A room has relative humidity of #20%# at #20# degrees Celsius with dimensions #3m \times 3m \times 2.7m#. Determine the amount of water vapour in grams and liters that must be added to the air of the room in order to raise the relative humidity to #60%#?

1 Answer
Jan 26, 2018

#"mass of water to be added" = 168.2 g#

#"Liters of water to be added" = 168.2xx10^-3" L"#

Explanation:

The information that I am using to work this problem is obtained from this reference on Relative Humidity .

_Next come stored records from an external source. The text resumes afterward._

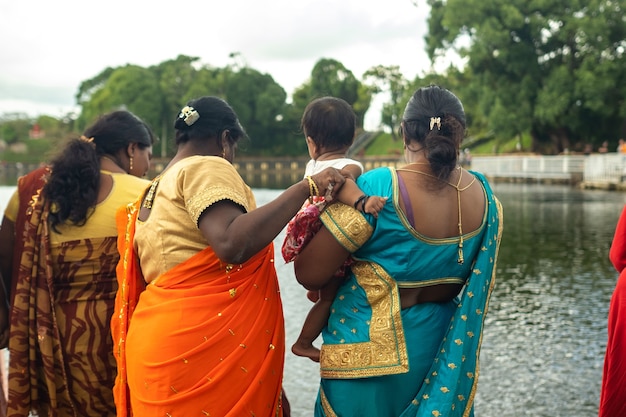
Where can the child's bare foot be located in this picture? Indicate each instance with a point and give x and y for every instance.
(307, 351)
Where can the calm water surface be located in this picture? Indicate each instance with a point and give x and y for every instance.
(545, 332)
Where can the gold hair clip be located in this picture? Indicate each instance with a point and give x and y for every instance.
(86, 139)
(189, 115)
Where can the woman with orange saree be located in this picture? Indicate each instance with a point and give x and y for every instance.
(199, 327)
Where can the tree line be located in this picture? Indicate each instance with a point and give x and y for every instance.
(553, 71)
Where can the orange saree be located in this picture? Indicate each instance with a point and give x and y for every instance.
(204, 338)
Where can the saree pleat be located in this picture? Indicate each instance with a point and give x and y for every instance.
(204, 338)
(613, 388)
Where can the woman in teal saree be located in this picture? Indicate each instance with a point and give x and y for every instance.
(404, 334)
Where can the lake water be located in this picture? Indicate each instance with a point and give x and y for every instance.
(545, 332)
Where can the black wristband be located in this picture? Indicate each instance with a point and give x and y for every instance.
(358, 200)
(363, 203)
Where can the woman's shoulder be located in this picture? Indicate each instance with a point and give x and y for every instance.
(130, 181)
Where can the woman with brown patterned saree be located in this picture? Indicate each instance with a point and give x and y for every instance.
(61, 263)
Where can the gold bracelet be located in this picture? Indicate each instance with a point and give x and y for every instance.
(313, 190)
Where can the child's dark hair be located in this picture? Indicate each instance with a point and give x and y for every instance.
(206, 118)
(330, 122)
(435, 119)
(72, 189)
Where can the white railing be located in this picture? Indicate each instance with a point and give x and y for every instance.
(539, 167)
(605, 168)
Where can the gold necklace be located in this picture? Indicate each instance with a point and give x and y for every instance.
(147, 202)
(456, 186)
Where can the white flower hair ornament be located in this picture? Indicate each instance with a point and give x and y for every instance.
(435, 121)
(189, 115)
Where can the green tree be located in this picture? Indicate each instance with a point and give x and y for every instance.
(175, 78)
(554, 68)
(330, 77)
(260, 104)
(130, 87)
(389, 80)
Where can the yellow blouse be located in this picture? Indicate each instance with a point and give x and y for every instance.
(126, 189)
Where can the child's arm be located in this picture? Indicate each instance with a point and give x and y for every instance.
(350, 194)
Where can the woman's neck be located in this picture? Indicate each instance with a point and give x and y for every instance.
(108, 163)
(326, 156)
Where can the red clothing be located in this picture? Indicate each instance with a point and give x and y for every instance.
(613, 393)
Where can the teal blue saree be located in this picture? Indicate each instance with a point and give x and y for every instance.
(380, 360)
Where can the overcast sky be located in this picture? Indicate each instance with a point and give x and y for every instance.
(47, 48)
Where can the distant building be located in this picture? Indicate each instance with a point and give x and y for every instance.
(36, 132)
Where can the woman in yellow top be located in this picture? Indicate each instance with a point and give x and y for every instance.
(198, 328)
(58, 256)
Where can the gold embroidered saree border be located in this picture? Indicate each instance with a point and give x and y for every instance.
(386, 352)
(355, 229)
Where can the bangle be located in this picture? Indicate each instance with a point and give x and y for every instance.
(313, 190)
(359, 200)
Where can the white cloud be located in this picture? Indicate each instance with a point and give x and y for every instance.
(49, 48)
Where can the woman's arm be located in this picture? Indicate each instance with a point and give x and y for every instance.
(236, 236)
(318, 261)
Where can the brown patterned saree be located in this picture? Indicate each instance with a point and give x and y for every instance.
(61, 361)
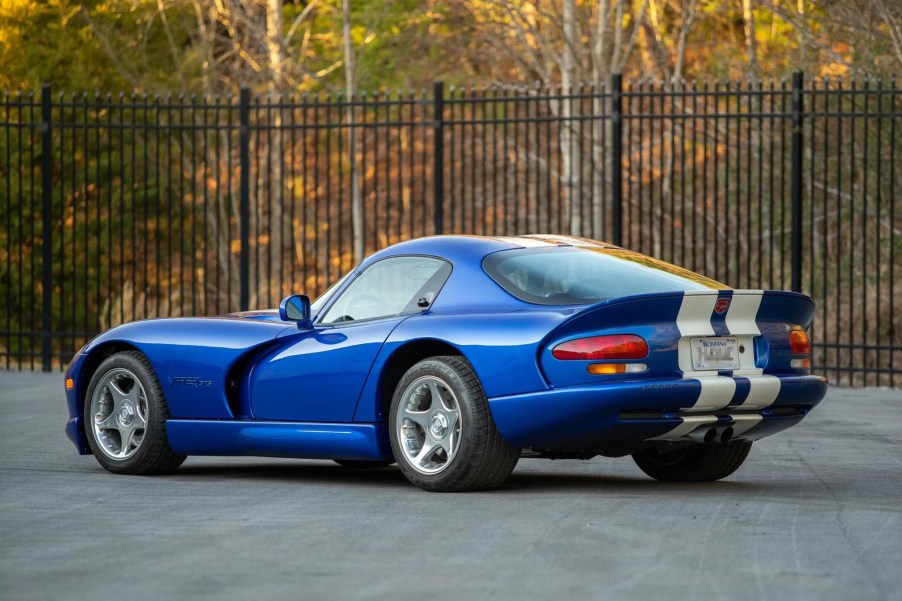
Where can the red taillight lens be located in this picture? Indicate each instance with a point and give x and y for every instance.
(799, 342)
(616, 346)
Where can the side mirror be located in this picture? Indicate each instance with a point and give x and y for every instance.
(296, 308)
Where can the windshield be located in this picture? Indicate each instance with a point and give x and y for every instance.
(579, 275)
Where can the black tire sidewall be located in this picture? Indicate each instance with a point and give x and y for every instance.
(154, 406)
(461, 463)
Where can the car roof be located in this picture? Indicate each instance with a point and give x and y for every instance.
(463, 248)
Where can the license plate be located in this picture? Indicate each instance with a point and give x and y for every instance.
(720, 352)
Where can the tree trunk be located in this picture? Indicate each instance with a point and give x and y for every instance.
(350, 88)
(570, 144)
(276, 153)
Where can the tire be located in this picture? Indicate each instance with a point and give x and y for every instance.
(442, 433)
(125, 404)
(695, 464)
(353, 464)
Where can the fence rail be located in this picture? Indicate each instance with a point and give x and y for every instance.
(118, 208)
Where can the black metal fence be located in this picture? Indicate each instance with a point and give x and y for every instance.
(122, 208)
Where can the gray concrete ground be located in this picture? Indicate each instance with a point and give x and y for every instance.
(815, 513)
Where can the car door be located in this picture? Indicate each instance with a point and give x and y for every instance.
(317, 376)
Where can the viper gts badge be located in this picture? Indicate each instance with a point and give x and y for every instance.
(721, 306)
(190, 381)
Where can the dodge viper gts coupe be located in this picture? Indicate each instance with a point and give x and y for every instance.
(454, 356)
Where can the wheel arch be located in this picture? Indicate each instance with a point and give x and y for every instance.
(92, 361)
(402, 359)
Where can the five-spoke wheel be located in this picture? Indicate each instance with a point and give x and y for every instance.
(442, 433)
(125, 417)
(118, 413)
(428, 424)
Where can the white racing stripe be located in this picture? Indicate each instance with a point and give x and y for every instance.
(743, 310)
(694, 319)
(764, 391)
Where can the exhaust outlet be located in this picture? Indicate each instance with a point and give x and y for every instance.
(726, 434)
(703, 435)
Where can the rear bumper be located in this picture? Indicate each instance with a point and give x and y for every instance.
(619, 416)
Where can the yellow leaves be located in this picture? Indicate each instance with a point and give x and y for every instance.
(834, 70)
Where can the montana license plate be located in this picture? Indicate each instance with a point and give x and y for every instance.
(720, 352)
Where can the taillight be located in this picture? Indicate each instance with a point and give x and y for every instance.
(615, 346)
(799, 342)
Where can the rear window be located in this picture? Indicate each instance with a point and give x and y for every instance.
(579, 276)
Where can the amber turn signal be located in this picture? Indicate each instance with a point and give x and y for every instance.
(799, 342)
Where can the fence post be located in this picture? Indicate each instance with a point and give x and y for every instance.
(796, 219)
(617, 157)
(438, 154)
(244, 210)
(47, 228)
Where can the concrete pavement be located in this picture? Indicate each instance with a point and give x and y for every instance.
(815, 513)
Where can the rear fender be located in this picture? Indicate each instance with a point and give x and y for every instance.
(668, 321)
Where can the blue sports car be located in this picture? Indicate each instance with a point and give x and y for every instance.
(454, 356)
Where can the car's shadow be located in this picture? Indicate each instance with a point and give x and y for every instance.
(518, 483)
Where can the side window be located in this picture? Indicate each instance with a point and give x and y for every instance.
(390, 287)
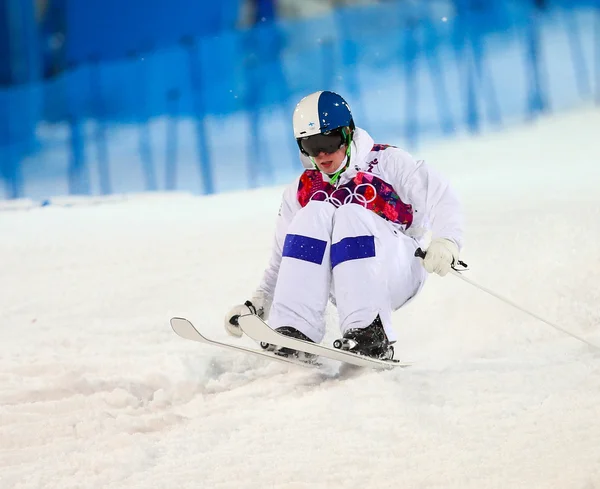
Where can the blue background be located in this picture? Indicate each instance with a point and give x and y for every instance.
(152, 95)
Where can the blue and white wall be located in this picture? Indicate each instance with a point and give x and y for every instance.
(212, 113)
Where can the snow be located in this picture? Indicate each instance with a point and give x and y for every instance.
(97, 392)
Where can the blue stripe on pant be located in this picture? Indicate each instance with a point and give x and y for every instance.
(353, 248)
(304, 248)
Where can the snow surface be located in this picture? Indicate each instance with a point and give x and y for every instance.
(97, 392)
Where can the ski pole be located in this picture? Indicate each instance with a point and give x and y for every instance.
(458, 273)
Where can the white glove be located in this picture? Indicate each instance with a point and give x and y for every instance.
(440, 256)
(259, 305)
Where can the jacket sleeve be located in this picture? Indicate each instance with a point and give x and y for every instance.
(436, 205)
(289, 207)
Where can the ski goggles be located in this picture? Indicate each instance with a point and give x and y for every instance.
(328, 143)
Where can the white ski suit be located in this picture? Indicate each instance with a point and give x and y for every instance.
(354, 242)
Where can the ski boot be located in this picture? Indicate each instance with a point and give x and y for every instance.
(289, 352)
(370, 341)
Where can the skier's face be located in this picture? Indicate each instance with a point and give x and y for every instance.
(330, 162)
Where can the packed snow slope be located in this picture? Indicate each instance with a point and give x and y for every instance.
(97, 392)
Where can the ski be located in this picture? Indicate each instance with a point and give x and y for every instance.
(184, 328)
(260, 331)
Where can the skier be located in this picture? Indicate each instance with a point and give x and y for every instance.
(348, 229)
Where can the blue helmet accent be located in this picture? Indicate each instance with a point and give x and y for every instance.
(334, 112)
(321, 112)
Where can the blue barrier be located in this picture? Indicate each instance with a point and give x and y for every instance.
(212, 114)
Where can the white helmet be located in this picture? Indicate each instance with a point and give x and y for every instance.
(320, 113)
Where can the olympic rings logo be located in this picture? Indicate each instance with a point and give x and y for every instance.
(351, 195)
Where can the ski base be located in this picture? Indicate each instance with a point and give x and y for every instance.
(260, 331)
(185, 329)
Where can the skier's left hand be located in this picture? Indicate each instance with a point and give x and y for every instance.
(441, 255)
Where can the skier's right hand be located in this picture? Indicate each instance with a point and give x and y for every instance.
(259, 305)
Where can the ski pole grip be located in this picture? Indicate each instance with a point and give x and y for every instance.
(419, 253)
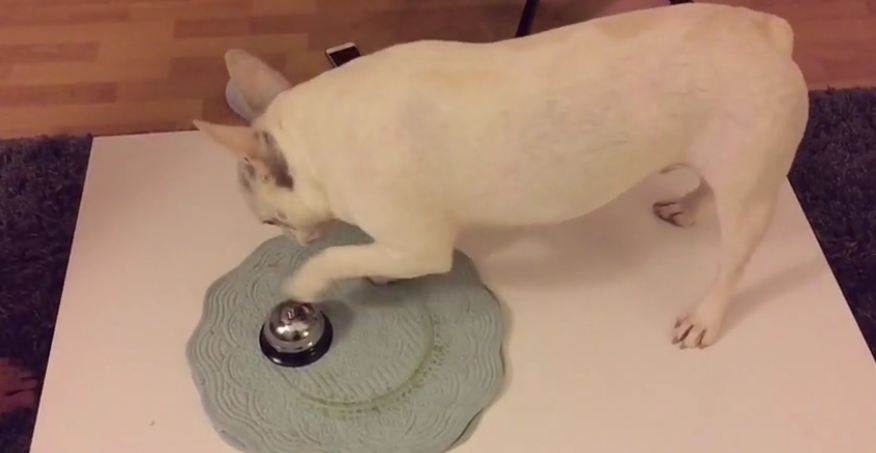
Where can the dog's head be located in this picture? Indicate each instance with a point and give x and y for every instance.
(275, 193)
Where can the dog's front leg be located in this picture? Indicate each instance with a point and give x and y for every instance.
(316, 276)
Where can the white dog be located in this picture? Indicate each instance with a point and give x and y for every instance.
(418, 141)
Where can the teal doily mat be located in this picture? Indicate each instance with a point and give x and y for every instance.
(411, 367)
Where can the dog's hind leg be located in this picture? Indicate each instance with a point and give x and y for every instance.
(745, 175)
(684, 211)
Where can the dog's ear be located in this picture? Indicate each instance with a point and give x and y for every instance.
(242, 141)
(257, 82)
(258, 149)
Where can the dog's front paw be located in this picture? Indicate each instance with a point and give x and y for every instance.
(305, 290)
(380, 281)
(697, 329)
(675, 212)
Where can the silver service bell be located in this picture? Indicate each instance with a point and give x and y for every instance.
(295, 334)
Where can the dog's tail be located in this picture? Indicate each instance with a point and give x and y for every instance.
(779, 33)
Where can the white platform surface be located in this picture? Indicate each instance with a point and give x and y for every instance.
(590, 305)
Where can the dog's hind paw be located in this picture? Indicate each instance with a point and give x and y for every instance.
(696, 330)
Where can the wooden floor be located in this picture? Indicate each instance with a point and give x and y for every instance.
(123, 66)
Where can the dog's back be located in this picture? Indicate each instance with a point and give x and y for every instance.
(544, 128)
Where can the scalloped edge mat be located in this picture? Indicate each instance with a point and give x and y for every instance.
(259, 277)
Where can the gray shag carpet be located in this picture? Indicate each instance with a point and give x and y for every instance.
(41, 180)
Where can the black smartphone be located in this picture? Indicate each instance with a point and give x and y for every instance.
(342, 54)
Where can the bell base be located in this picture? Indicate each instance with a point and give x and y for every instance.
(298, 359)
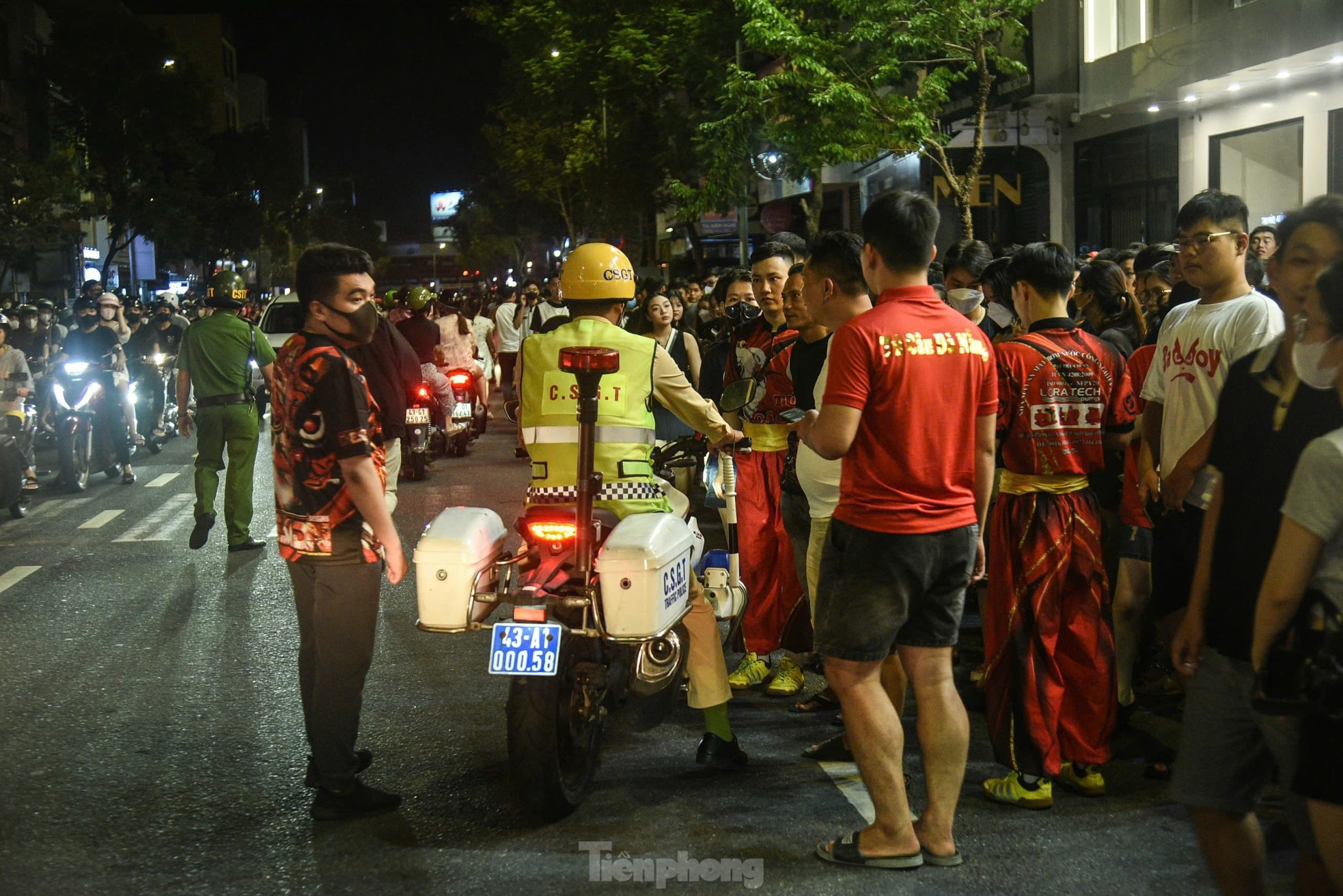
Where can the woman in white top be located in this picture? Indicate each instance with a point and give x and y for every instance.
(457, 350)
(484, 328)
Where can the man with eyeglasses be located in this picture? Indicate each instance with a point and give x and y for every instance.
(1198, 344)
(1264, 422)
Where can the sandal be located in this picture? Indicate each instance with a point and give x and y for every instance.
(817, 703)
(845, 852)
(830, 750)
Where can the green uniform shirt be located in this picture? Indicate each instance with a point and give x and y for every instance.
(215, 352)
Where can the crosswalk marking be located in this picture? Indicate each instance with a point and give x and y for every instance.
(174, 505)
(15, 576)
(101, 520)
(845, 774)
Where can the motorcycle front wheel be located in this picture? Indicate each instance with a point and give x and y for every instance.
(74, 458)
(555, 733)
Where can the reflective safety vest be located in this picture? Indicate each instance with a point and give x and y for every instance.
(625, 426)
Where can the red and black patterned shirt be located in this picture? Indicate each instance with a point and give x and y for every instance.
(321, 412)
(1060, 390)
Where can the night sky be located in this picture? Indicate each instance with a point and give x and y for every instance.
(394, 93)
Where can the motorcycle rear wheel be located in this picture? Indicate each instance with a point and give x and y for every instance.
(553, 744)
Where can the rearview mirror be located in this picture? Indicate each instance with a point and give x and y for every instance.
(736, 395)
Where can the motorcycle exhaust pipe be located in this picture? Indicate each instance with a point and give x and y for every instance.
(657, 664)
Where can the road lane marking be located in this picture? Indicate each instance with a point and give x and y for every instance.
(845, 774)
(168, 529)
(172, 505)
(101, 520)
(15, 576)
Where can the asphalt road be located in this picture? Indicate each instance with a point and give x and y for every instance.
(152, 742)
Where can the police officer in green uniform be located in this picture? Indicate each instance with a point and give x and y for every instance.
(215, 361)
(595, 285)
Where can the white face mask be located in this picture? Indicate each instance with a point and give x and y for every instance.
(965, 300)
(1305, 359)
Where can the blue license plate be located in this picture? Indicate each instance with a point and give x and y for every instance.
(518, 649)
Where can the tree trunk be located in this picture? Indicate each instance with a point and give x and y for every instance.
(816, 204)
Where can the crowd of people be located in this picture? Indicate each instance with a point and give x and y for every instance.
(1133, 448)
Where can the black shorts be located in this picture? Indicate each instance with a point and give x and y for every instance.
(1318, 774)
(878, 589)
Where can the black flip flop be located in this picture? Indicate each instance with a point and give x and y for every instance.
(816, 703)
(831, 750)
(845, 852)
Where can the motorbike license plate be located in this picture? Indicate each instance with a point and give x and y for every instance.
(525, 649)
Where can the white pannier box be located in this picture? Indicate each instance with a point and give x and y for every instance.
(645, 574)
(456, 546)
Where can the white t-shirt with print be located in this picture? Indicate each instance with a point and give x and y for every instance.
(818, 477)
(1197, 347)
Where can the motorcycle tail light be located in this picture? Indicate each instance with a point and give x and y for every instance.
(553, 531)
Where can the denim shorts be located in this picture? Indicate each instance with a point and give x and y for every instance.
(877, 590)
(1135, 543)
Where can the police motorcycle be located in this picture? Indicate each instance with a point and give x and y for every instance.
(85, 419)
(596, 602)
(16, 436)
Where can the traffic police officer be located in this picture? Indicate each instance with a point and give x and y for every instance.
(215, 359)
(595, 285)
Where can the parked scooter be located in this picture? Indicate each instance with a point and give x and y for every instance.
(16, 437)
(598, 609)
(85, 419)
(468, 412)
(425, 437)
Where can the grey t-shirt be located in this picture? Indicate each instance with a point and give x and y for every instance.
(1314, 503)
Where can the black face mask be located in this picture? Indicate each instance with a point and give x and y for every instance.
(363, 323)
(743, 312)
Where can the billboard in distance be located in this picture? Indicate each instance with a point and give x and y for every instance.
(443, 206)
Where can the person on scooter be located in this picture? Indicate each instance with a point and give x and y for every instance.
(596, 283)
(89, 341)
(14, 363)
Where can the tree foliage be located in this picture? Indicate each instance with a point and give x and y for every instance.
(853, 80)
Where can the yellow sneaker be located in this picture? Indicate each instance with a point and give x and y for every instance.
(1088, 785)
(788, 679)
(750, 672)
(1009, 790)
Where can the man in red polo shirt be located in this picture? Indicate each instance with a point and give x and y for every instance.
(1049, 656)
(909, 406)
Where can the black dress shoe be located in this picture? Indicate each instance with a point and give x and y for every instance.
(204, 523)
(364, 757)
(357, 800)
(720, 754)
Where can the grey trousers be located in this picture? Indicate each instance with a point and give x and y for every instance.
(797, 523)
(337, 617)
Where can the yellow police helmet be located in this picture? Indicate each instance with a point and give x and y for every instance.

Compute the volume of the room:

#3" m"xx 3" m"xx2.7" m" = 24.3" m"^3#

Using the equation:

#R.H. = "actual vapor density"/"saturated vapor density"xx100#

and, at #20^@" C"#, the #"saturated vapor density" = 17.3" g/m"^3# we may obtain the mass density of water vapor in the air at #R.H. = 20%#

#"actual vapor density" = (20%)/100(17.3" g/m"^3)#

#"actual vapor density" = 3.46" g/m"^3#

Please observe that the equation for relative humidity is linear, therefore, multiplying the relative humidity by 3 will multiply the actual vapor density by 3, which is the same as adding twice the original amount:

#"change in actual vapor density" = 2(3.46" g/m"^3)#

#"change in actual vapor density" = 6.92" g/m"^3#

We can compute the number of grams to be added by multiplying the above by the volume of the room:

#"mass of water to be added" = (6.92" g/m"^3)(24.3" m"^3)#

#"mass of water to be added" = 168.2 g#

To convert grams of water to liters of water we multiply by #1xx10^-3" L/g"#

#"Liters of water to be added" = 168.2xx10^-3" L"#